7. Factors considered in establishing territorial rate relativities must take into account similarities or differences in driving environments or mix of driving environments, including traffic density, population density, mix of driver classifications within a territory, comparative degree of severity of loss, and the relative number of intraterritory and inter-territory trips;

8. Territories created must not result in unfair inter-territorial subsidization among territories with significant differences in driving environments or mix of driving environments, population density, traffic density, mix of driver classifications, and comparative degree of severity of loss;

9. For the purpose of defining territories and establishing territorial relativity factors, loss experience allocated to any territory by an insurer must (1) take into account any recovery applicable to exposures in the territory attributable to subrogation or any other kind of recovery and (2) not include any loss attributable to capping of driver classifications.

The auto insurance rate charged an insured driver cannot exceed 2.5 times the insurer's territorial base rate filed with the department, exclusive of driving record surcharges and discounts. The rate for the base class in any territory cannot exceed 1.35 times the insurer's statewide average base rate, exclusive of driving record surcharges and discounts for any basic policy (i.e., the minimum required coverage). The rate for a driver age 65 years or older cannot exceed 1.25 times the statewide average rate for all similar drivers, exclusive of driving surcharges and discounts. (N.J.S.A. 17:29A-36).
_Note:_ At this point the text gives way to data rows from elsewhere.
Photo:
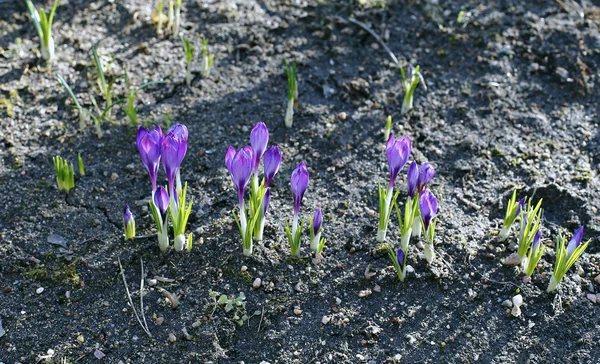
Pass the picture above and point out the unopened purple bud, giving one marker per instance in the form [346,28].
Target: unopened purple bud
[575,241]
[240,168]
[400,256]
[149,144]
[429,205]
[299,182]
[412,178]
[161,201]
[397,151]
[173,151]
[127,215]
[426,173]
[317,221]
[259,138]
[272,163]
[180,130]
[536,240]
[266,201]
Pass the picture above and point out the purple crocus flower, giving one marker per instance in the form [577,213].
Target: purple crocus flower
[259,138]
[127,215]
[240,168]
[412,178]
[397,151]
[400,256]
[317,221]
[161,201]
[429,206]
[266,201]
[426,173]
[299,182]
[272,163]
[180,130]
[536,240]
[173,149]
[574,243]
[149,146]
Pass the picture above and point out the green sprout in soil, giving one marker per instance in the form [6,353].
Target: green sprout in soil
[188,49]
[388,128]
[65,177]
[43,25]
[290,71]
[410,85]
[207,59]
[237,305]
[566,256]
[80,164]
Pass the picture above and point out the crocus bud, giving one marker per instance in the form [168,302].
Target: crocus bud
[240,168]
[429,205]
[149,146]
[179,130]
[161,201]
[574,243]
[412,178]
[259,138]
[173,149]
[128,224]
[299,182]
[397,151]
[426,173]
[272,163]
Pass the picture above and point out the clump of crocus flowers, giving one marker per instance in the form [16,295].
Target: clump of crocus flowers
[154,147]
[244,167]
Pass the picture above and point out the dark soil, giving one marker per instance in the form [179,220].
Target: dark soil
[512,102]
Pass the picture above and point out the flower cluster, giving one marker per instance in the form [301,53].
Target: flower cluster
[171,148]
[421,205]
[243,166]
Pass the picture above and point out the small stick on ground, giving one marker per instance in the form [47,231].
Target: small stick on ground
[131,300]
[377,38]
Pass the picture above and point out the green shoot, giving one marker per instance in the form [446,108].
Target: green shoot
[43,26]
[207,59]
[188,50]
[65,177]
[292,93]
[409,88]
[80,164]
[82,112]
[388,128]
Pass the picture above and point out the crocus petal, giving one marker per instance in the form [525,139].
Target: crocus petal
[179,130]
[429,206]
[149,143]
[317,221]
[397,151]
[229,157]
[426,173]
[536,240]
[241,169]
[299,182]
[400,256]
[127,215]
[272,163]
[161,201]
[575,241]
[266,201]
[412,178]
[259,138]
[173,150]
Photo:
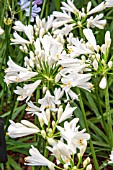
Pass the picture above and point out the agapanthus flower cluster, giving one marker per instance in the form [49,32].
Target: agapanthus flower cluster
[57,63]
[25,5]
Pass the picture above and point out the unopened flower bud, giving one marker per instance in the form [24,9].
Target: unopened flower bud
[95,64]
[110,64]
[83,58]
[89,167]
[50,131]
[82,150]
[107,39]
[31,55]
[57,78]
[98,57]
[1,31]
[103,49]
[41,120]
[48,114]
[86,162]
[21,48]
[43,133]
[88,6]
[25,48]
[53,124]
[79,23]
[51,141]
[60,111]
[103,62]
[97,48]
[103,83]
[65,166]
[44,89]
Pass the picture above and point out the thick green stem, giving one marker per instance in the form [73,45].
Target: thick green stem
[87,129]
[109,119]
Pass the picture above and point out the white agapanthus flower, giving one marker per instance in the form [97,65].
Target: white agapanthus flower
[47,102]
[1,31]
[67,113]
[24,128]
[16,73]
[37,159]
[18,39]
[74,138]
[98,8]
[61,19]
[31,109]
[77,80]
[96,22]
[77,48]
[27,90]
[70,7]
[111,157]
[61,151]
[108,3]
[103,83]
[58,93]
[90,37]
[19,26]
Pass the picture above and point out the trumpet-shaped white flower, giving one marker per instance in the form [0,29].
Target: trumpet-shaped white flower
[16,73]
[27,90]
[103,83]
[18,39]
[24,128]
[96,22]
[47,102]
[67,113]
[37,159]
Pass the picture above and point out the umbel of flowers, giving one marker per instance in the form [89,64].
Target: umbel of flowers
[57,63]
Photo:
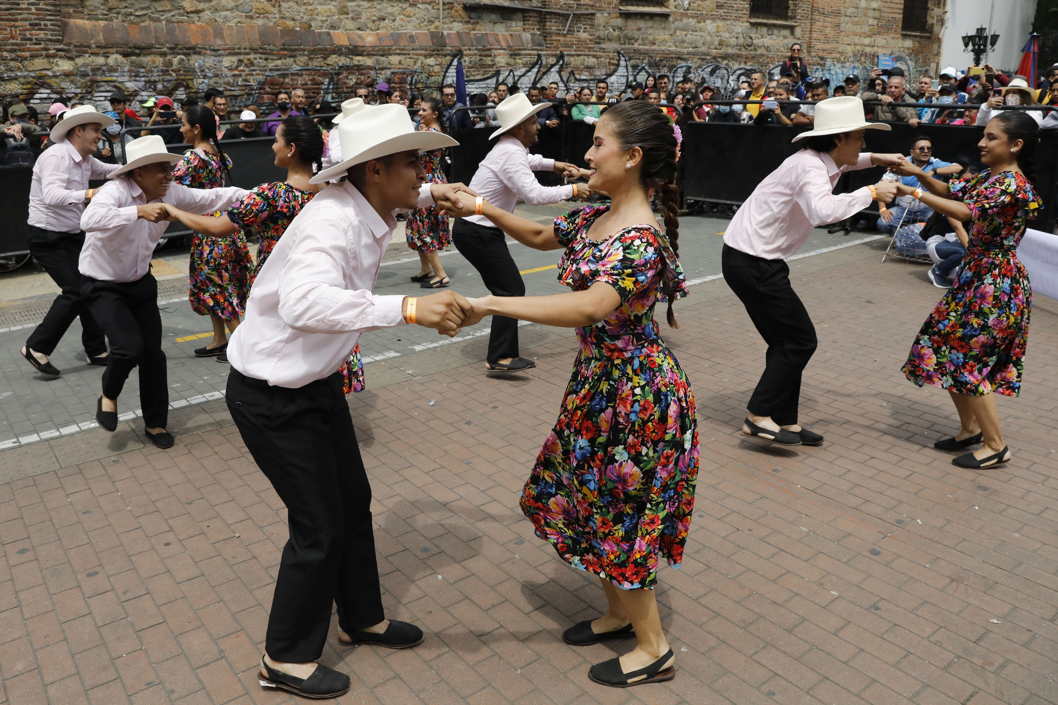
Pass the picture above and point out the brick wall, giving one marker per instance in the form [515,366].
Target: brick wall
[83,48]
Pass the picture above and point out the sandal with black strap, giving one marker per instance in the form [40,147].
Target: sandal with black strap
[782,436]
[443,282]
[609,673]
[324,684]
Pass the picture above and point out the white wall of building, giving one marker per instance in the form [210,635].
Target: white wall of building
[1011,19]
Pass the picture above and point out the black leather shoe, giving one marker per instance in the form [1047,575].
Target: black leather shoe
[951,444]
[161,439]
[609,673]
[107,420]
[581,634]
[398,635]
[324,684]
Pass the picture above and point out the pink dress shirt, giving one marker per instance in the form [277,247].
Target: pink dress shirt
[60,178]
[120,243]
[312,299]
[506,175]
[781,213]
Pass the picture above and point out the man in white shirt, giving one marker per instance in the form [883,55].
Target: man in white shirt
[124,223]
[307,309]
[772,224]
[504,177]
[57,196]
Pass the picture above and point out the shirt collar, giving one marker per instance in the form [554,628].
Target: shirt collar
[364,211]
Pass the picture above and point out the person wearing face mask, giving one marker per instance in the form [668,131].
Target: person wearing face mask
[1016,93]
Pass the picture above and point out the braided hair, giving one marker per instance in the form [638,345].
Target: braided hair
[639,124]
[206,121]
[306,134]
[1018,125]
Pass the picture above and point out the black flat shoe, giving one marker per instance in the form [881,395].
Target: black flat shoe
[951,444]
[107,420]
[42,367]
[161,439]
[581,634]
[398,635]
[324,684]
[971,463]
[609,673]
[782,436]
[809,438]
[211,351]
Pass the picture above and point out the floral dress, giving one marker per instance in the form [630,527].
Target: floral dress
[220,266]
[974,340]
[613,488]
[427,229]
[268,211]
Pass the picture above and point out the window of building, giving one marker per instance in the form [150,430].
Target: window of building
[915,16]
[769,8]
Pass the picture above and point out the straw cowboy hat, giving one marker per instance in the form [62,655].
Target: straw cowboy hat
[83,114]
[513,110]
[143,151]
[840,114]
[348,108]
[378,131]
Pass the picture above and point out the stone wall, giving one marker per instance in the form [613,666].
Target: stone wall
[84,48]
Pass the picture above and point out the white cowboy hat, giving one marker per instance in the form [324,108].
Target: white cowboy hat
[348,108]
[513,110]
[840,114]
[83,114]
[378,131]
[145,150]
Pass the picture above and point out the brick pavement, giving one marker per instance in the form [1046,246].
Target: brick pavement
[867,571]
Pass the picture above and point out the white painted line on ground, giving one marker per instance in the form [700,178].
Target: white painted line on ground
[388,355]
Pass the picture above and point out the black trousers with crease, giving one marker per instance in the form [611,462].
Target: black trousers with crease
[304,441]
[58,254]
[764,288]
[128,313]
[486,249]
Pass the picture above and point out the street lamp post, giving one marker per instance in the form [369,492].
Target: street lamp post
[979,42]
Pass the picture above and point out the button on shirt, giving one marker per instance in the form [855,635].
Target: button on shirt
[781,213]
[120,243]
[506,175]
[59,183]
[312,299]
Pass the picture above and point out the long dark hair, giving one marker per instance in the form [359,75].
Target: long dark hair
[303,131]
[1019,125]
[206,121]
[438,107]
[638,124]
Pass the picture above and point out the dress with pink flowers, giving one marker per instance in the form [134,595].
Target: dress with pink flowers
[974,340]
[613,488]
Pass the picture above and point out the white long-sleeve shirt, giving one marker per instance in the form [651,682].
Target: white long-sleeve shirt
[60,178]
[781,213]
[506,175]
[120,243]
[312,299]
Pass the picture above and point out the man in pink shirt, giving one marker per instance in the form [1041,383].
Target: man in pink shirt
[772,224]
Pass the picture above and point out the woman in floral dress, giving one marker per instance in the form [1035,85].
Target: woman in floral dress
[613,488]
[270,208]
[427,229]
[219,267]
[973,342]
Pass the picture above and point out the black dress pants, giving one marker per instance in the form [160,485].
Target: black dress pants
[128,313]
[58,254]
[764,288]
[486,249]
[304,441]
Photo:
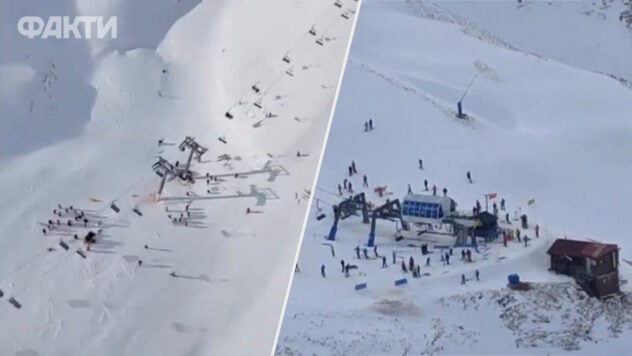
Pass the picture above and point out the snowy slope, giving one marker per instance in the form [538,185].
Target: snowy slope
[81,120]
[592,35]
[540,129]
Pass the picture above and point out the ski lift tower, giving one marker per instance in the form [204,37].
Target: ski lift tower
[459,104]
[197,150]
[164,170]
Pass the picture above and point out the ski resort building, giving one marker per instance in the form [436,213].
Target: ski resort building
[427,209]
[468,228]
[593,265]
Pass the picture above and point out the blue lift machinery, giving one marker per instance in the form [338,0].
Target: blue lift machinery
[392,210]
[347,208]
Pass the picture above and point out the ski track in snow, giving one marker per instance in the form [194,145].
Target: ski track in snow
[515,145]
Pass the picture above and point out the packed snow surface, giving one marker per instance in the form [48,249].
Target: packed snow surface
[547,121]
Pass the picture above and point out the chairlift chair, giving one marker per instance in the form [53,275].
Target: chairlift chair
[15,303]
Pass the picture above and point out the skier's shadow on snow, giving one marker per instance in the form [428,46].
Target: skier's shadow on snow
[200,277]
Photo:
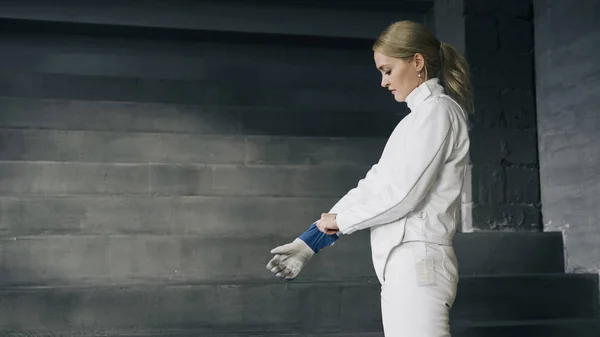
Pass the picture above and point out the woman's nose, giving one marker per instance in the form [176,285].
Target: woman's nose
[384,82]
New Jersey permits insurers to classify applicants and insureds by rate tiers, assigning them based on risk characteristics common to that group of insureds. Insurers must file underwriting rules used for tier rating plans with the DOBI. No underwriting rule for implementing a tier rating plan may be based on the territory in which a driver resides or any other factor that is a surrogate for the territory (N.J. Admin Code tit. 11, 3-19A.5).